Although modernist theatre had been the talk of the town for over a decade already, Berlin audiences and culture critics were still not prepared for October 1903. In the space of a few weeks, the Deutsches Theater company, now under the direction of Max Reinhardt, premiered Oscar Wilde’s Salome (1891),[1] which conservative critics decried as a perverse display, Gerhart Hauptmann’s Rose Bernd (1903), which defied a century-long tradition of high tragedy in German infanticide dramas, and Hugo von Hofmannsthal’s Elektra (1903), which quite literally stunned audiences into silence. These three productions brought the clash between modernists and conservatives to the fore as critics made their allegiances clear in the reviews that flooded Berlin’s print media that fall. For German theatre traditionalists, these plays and their productions were exemplars of modern decadence, led by its standard-bearers: homosexuals, Jews, and deviant women.

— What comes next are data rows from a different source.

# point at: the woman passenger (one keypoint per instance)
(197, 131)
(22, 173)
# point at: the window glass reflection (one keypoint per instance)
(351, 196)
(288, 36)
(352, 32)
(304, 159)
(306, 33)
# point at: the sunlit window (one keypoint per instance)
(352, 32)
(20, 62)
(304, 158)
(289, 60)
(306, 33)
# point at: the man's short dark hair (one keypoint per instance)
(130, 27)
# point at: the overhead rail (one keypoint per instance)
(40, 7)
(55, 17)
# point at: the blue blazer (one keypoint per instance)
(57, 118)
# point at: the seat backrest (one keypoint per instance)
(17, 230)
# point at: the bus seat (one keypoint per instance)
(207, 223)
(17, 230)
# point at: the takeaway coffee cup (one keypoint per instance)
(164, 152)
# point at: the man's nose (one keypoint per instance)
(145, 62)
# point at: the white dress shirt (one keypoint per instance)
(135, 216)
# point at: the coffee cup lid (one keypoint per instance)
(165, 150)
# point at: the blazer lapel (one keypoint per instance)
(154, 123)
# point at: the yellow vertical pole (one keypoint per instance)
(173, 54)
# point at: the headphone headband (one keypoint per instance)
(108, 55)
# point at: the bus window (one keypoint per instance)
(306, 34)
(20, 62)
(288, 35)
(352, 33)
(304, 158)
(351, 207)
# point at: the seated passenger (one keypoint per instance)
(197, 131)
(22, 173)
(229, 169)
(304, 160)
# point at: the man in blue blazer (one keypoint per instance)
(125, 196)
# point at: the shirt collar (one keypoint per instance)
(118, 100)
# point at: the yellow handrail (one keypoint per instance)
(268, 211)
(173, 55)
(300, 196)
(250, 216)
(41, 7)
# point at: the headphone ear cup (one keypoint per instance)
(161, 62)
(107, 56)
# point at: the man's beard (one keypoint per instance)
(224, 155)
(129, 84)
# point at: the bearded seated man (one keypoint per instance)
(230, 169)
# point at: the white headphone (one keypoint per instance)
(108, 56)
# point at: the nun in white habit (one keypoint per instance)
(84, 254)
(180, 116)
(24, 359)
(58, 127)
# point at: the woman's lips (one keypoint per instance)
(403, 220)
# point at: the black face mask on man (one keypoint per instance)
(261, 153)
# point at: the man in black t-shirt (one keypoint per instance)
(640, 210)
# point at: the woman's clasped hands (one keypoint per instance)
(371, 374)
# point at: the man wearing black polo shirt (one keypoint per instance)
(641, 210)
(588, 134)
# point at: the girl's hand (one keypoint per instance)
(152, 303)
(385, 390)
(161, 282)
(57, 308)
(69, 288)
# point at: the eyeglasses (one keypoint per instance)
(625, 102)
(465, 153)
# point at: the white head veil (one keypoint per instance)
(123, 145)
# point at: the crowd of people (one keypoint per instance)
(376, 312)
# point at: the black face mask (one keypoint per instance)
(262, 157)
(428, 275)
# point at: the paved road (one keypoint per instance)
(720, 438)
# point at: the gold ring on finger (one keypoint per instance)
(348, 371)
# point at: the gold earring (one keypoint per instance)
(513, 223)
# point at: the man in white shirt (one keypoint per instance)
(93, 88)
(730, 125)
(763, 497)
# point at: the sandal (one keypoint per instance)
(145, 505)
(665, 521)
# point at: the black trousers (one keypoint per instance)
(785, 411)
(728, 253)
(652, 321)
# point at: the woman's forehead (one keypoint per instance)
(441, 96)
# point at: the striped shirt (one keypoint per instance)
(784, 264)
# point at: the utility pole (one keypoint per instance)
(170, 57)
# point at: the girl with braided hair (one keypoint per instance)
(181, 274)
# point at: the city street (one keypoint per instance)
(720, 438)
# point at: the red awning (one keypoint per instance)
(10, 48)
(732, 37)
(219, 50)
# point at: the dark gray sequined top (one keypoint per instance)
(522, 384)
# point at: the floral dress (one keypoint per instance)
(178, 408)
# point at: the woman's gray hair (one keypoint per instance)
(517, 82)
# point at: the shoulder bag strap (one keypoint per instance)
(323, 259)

In a contest for the most frenzied critical responses, it would be difficult to declare a winner from among these three productions. Decadence features prominently in criticism of each, sometimes as a matter of fact, but in many cases as a dog whistle for those who feared the German theatre’s seemingly inevitable path to ruin: the death of a noble tradition, as it were. In that sense, Elektra – written by Hugo von Hofmannsthal, directed by Max Reinhardt, and starring Gertrud Eysoldt – inspired particularly strong reactions because it claimed a sacrosanct genealogy, and because the production and performance changed the rules of engagement between audience and stage so forcefully. I am also interested in looking at decadence in the 1903 Elektra here because it agitated some prominent theatre critics to engage with a striking theme: zombies.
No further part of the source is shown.